- Dehaqan Location within Iran
- Coordinates: 31°56′19″N 51°38′51″E﻿ / ﻿31.93861°N 51.64750°E
- Country: Iran
- Province: Isfahan
- County: Dehaqan
- District: Central

Population (2016)
- • Total: 17,945
- Time zone: UTC+3:30 (IRST)

= Dehaqan =

City in Isfahan province, Iran

Dehaqan (دهاقان) (Note: Also romanized as Dehāqān) is a city in the Central District of Dehaqan County, (Note: Formerly Semirom-e Sofla County) Isfahan province, Iran, serving as capital of both the county and the district.

==Demographics==
===Population===
At the time of the 2006 National Census, the city's population was 16,899 in 4,664 households. The following census in 2011 counted 17,108 people in 5,244 households. The 2016 census measured the population of the city as 17,945 people in 5,790 households.

==Overview==

The town consists of the old town, Nehzat Abad neighbourhood and Ata Abad (now part of the town). The old town itself consists of many neighborhoods, such as Melle Now (Mahalle Now), Posht Gombezi, Ghale, etc. ...

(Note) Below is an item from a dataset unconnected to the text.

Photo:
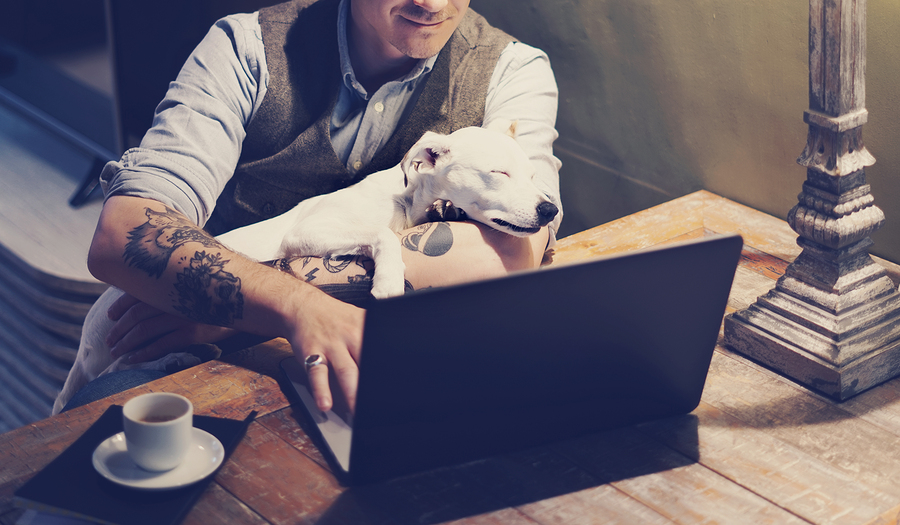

Dehaqan is located at 30 km from Shahreza city. The word "Dehaqan" originated from "Dehaq" which means "Watery Place or "Dehqan" which means "farmers".

The climatic condition of this city is divided into:
1. North and east zone, which experience semi-dry climate, suitable for agronomy and animal husbandry activities.
2. South and west zone, which has mountain climate and green hills, suitable for green house activities.

Local fruits include pears and walnuts. There are so many springs(streams) around it, including at Cheshme Benoy. Its water is mineral and very tasty. In winter there is a place for skiing which is a common destination for people in Isfahan province. In the first month of spring a flower grows there which is called Lalehye wajgoon (upside down tulip).
There are two universities in Dehaghan including: Payame Noor University Dehaghan Branch and Islamic Azad University Dehaghan Branch.